The second day of the workshop was devoted to the comparative chapters addressing labor market mobility (Ruud Muffels, University of Tilburg), subjective labor market insecurity (Heejung Chung, University of Kent), the household composition and labor supply to non-standard jobs (Laura Romeu Gordo, German Center of Gerontology, Martina Dieckhoff, EUI, Vanessa Gash, University of Manchester, and Antje Mertens, Berlin School of Economics and Law), female employment and public/private sector divide (Janine Leschke, European Trade Union Institute and IZA) and skill formation and vocational training (Marius Busemeyer, University of Konstanz, and Kathleen Thelen, MIT). Furthermore, there will be a cross-country chapter on industrial relations by Maarten Keune (University of Amsterdam).

By now, it is commonly accepted that labor markets in advanced societies are in a process of deep transformation. The general trend seems to be one of increasing flexibility with regard to wages and/or employment contracts. This is most apparent for those European labor markets which were seen as quite egalitarian only one or two decades ago. The overall research question of the book project is to explain this change from a rather standardized employment model (stable employment relationships, permanent contracts, wage compression) to a more de-standardized one (flexible employment relationship, temporary contracts, wage dispersion). In addressing this question one particular issue lies at the core: the occupational heterogeneity in the process of labor market change. In the comparative labor market literature, the growth of non-standard employment such as fixed-term contracts, agency work, freelance and part-time work as well as increased wage dispersion is usually discussed referring to the development of national averages over time. Moreover, these developments are seen as being related to changes in public policies, in particular labor market deregulation. This dominant approach focusing on national data tends to neglect the crucial dimension of sectoral and occupational differences in employment flexibility. Some service sector jobs exhibit work logics and skill patterns that are fundamentally different from manufacturing. Many occupations thus vary dramatically regarding both the share of low-pay and the share of ‘atypical’ workers.

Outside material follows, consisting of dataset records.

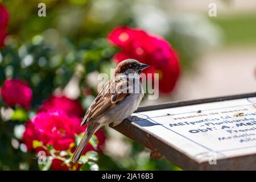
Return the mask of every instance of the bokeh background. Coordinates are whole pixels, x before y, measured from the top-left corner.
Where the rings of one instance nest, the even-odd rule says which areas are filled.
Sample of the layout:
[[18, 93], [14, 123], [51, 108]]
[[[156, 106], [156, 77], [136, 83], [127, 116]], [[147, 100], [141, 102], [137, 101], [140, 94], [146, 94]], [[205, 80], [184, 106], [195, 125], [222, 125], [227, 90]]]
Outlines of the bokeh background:
[[[38, 15], [40, 2], [46, 5], [46, 17]], [[208, 15], [213, 2], [217, 5], [216, 17]], [[108, 35], [120, 26], [163, 37], [179, 56], [180, 76], [174, 89], [161, 93], [157, 100], [146, 98], [142, 105], [255, 91], [255, 1], [6, 0], [0, 3], [9, 14], [8, 35], [0, 49], [0, 87], [6, 79], [19, 78], [33, 93], [29, 110], [8, 106], [0, 98], [0, 169], [54, 168], [51, 163], [47, 168], [38, 166], [35, 151], [28, 151], [23, 144], [22, 126], [52, 94], [77, 100], [84, 110], [89, 107], [97, 94], [97, 75], [109, 74], [115, 67], [113, 57], [119, 48], [110, 44]], [[112, 129], [102, 132], [104, 147], [96, 150], [97, 158], [91, 154], [95, 163], [82, 169], [181, 169], [164, 159], [151, 159], [150, 151]]]

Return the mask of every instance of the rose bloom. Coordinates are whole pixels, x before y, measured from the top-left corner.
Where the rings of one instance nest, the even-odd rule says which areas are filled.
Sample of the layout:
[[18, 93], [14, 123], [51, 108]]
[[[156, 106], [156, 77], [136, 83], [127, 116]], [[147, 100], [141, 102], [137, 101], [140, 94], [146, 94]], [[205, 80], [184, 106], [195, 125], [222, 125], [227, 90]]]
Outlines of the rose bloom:
[[9, 14], [3, 5], [0, 3], [0, 27], [6, 28], [8, 25]]
[[29, 109], [31, 105], [32, 90], [20, 80], [6, 80], [1, 89], [1, 94], [9, 106], [19, 105]]
[[147, 64], [150, 67], [143, 72], [159, 73], [160, 91], [168, 93], [173, 90], [180, 73], [179, 59], [163, 38], [140, 29], [122, 27], [110, 32], [108, 39], [121, 49], [114, 57], [117, 63], [126, 59], [135, 59]]
[[4, 46], [9, 19], [9, 14], [7, 10], [2, 4], [0, 4], [0, 47]]
[[0, 47], [5, 46], [5, 39], [7, 35], [7, 33], [4, 28], [0, 28]]
[[82, 117], [82, 107], [78, 101], [71, 100], [64, 96], [52, 96], [47, 101], [42, 102], [39, 111], [47, 112], [52, 110], [62, 110], [69, 117]]
[[[85, 130], [86, 126], [80, 126], [81, 121], [80, 118], [69, 117], [63, 110], [39, 113], [31, 121], [26, 124], [23, 141], [29, 151], [33, 150], [32, 142], [34, 140], [41, 141], [44, 146], [51, 144], [56, 150], [67, 150], [70, 144], [75, 142], [75, 134], [80, 134]], [[98, 130], [95, 134], [98, 140], [97, 150], [101, 151], [105, 143], [105, 135], [102, 130]], [[38, 147], [35, 150], [38, 152], [44, 150]], [[84, 154], [91, 150], [94, 150], [94, 148], [88, 144]], [[75, 147], [72, 148], [72, 151], [75, 151]], [[51, 167], [55, 170], [68, 169], [66, 165], [63, 164], [61, 160], [56, 159], [53, 159]]]

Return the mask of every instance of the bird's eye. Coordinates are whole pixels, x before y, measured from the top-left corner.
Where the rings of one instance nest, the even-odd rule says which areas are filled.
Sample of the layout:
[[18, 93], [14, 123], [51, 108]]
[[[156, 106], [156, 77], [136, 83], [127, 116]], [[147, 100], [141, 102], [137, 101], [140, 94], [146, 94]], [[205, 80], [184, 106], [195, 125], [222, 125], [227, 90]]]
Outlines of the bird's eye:
[[135, 69], [136, 68], [136, 66], [134, 64], [130, 64], [130, 68], [132, 69]]

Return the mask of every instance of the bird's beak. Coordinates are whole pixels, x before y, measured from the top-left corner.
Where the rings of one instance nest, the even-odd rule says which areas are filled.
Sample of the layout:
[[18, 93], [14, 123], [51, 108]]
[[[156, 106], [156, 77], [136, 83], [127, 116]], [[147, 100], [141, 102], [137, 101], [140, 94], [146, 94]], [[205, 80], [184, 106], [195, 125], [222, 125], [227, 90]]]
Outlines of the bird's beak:
[[139, 70], [142, 70], [142, 69], [146, 69], [148, 67], [149, 67], [149, 65], [148, 65], [147, 64], [141, 63], [141, 65], [139, 65], [138, 69]]

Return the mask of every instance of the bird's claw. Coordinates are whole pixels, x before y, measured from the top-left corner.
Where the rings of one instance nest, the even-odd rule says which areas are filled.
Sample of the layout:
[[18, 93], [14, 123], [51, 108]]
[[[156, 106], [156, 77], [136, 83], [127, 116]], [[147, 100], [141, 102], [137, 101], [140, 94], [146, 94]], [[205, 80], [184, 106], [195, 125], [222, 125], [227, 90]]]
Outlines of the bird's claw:
[[131, 121], [139, 120], [139, 118], [137, 115], [130, 115], [127, 119]]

The ambition of the planned volume is not only to describe labor market patterns, but also to understand the underlying causes for cross-country variation. The literature offers various explanations such as globalization and stronger labor cost competition, deindustrialization and the cost disease in private services, skill-biased technological change and declining demand for low-skilled jobs, and reform trajectories increasing labor market flexibility (in particular at the margin). Each of these trends leads to pressure for employers and job seekers to defect from the traditional institutions forming the “standard employment relationship”. On the aggregate level, the combined outcome is a growing share of atypical contracts, freelance, low-paid work, etc. What is less clear, however, is the question how the process of labor market change is structured on the horizontal dimension, i.e. across sectors and occupations on similar skill levels. Atypical work is not a phenomenon restricted to low-skilled workers, but affects high-skilled workers as well. This, in turn, does not necessarily hold for all segments of the labor market. Drawing on different strands of literature, various causal hypotheses concerning the dividing lines are tested. Potential explanatory variables regarding the prevalence of non-standard jobs in occupational labor markets are the conditions of supply and demand on occupational labor markets with respect to the skill levels and the specificity of skills as well as industrial relations and public legislation (or collective agreements) influencing the availability of non-standard employment options.

These factors are examined empirically both in individual country case studies combining descriptive and analytical statistics as well as occupational case studies on the one hand and a number of selected cross-country papers addressing particular issues such as skill formation, industrial relation or labor market mobility in a comparative manner. A follow-up workshop is planned for spring 2013. The volume is to be released in fall 2013.